Frequently Asked Questions!
Q: Will my insurance cover massage therapy?
Mexico licenses massage therapists through a statewide process over seen by the New Mexico Board of Massage Therapy. Therefor, if you are in an automobile accident or have a job-related injury covered by
workman's compensation, insurance may cover massage or bodywork therapies when prescribed by a physician (MD), osteopath (DO), or chiropractor (DC). The best thing to do is to check with your insurance
company to see exactly what is covered under what circumstances.
Medicaide/Medicare and some health insurance
plans may cover massage, if the massage therapists a an 'approved provider'. Other health plans have negotiated reduced fees for their insured clients, but do not pay for massage as a 'covered' benefit. In other
words, clients pay the massage therapist a reduced fee and are not reimbursed by their plan. If you are unsure of your coverage, check with your insurance agent.
Q: Can massage benefit someone with Multiple Sclerosis (MS)? Are there specific massage techniques for MS?
A: MS is a complex
condition where a client's nerveous sytem, including the brain is under attack from their own immune system. The symptoms and progression of the disease vary from client to client and over time for any given client.
Various bodywork and energy work can reduce stress, which appears to exacerbate symtoms and give temporary relief to spasmed muscles, Please read this extensive and well written article from "Massage and
Boywork" magazine: "Searching
for Comfort - Alternative Therapies and Multiple Sclerosis". Any therapist working on
someone with MS should read this article. Although there is no single protocol that does work for MS, Deep Tissue therapy, which can over stimulte a client's system is probably contra-indicated.
Q: Are there specific massage techniques and protocols for Fibromyalgia Syndrome (FMS)?
A: I am not aware of a massage protocol that is specific for FMS and works with all FMS clients. We have
worked with several FMS clients. Some prefer (and enjoy) deep tissue work especially along neck, shoulders, and back. For these clients deep tissue therapy provides temporary relief and usually a good night's sleep.

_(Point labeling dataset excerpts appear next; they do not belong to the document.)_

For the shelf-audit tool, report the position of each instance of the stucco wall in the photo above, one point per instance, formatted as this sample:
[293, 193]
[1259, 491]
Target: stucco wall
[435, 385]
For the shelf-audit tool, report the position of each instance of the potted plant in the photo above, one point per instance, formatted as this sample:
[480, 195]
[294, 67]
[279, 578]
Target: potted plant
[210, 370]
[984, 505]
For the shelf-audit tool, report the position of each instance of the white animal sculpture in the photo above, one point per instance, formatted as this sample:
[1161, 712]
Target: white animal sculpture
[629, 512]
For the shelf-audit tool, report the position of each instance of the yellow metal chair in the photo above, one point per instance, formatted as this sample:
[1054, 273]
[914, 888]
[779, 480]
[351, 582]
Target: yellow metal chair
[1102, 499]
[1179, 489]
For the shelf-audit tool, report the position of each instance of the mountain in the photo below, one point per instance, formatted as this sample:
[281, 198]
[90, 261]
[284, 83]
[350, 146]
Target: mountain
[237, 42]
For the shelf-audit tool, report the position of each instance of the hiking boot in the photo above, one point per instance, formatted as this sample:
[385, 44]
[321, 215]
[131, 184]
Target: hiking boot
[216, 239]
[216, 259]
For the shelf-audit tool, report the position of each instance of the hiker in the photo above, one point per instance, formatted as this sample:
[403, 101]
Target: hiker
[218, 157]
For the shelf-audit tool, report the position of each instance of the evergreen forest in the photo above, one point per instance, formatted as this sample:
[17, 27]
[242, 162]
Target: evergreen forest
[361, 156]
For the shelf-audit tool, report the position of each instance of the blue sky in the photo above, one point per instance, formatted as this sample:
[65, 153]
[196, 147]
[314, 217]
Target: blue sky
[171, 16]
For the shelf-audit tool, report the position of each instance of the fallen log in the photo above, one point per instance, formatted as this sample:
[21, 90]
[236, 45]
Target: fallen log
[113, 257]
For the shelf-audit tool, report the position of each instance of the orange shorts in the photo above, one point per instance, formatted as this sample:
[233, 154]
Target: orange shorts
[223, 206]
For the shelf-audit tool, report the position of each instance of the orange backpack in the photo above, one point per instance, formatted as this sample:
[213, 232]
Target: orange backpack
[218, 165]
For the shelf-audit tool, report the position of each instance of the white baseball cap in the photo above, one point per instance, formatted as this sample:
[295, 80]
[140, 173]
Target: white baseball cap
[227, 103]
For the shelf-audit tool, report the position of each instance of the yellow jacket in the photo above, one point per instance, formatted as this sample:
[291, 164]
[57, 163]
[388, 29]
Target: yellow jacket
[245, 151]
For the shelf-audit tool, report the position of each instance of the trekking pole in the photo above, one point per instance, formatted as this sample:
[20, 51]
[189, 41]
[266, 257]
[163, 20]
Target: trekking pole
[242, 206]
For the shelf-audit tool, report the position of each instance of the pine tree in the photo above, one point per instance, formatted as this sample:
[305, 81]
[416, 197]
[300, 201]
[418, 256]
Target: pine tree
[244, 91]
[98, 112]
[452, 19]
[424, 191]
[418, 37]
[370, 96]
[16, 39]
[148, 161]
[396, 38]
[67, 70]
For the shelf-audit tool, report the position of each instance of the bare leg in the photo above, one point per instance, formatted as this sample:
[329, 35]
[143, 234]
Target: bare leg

At least two of our FMS clients were so tender all over that it was difficult to give them any deep tissue work. With these clients, we used swedish massage and energy work. In most cases, even when massage
therapy provided welcome temporary relief, I often doubted that I had been able to make a significant change to the client's chronic unrelaxed muscles. For more information on Fibromyalgia and
guaifenesin as a treatment protocol, please click here.
Q: What are your views about giving a person Massage when they have gone through 30
courses of radiation therapy? Do you feel this is safe to touch this person? Will the Masseuse have any come back with radiation?
A: My primary concern
would be for the client's condition. Radiation therapy can be extremely hard on the immune system, level of energy and emotional state. Deep tissue massage therapy can promote metastasis of certain
cancers, primarily through stimulation of lymphatic flow. Secondly, it might not be tolerated well by the client. I would provide light-stroking massage ONLY and ONLY with the knowledge and permission of the primary
health care provider (Doctor). Another option would be energy work such as Reiki, which does not involve manipulation of the soft tissue or stimulate lymph flow directly. Caring touch and emotional
support can be very helpful to the client.
As for the safety of the therapist, I am aware of no studies
or safety information that would prevent one from working on a client who has received any number of radiation treatments. It is possible that heavy metals stored in the body could become ionized during
treatment. I doubt that even if this were the case, that any sensitive measuring device would detect radiation from the client. They are not radioactive! We work on post radiation and chemo therapy clients all
of the time. Hope this has been helpful.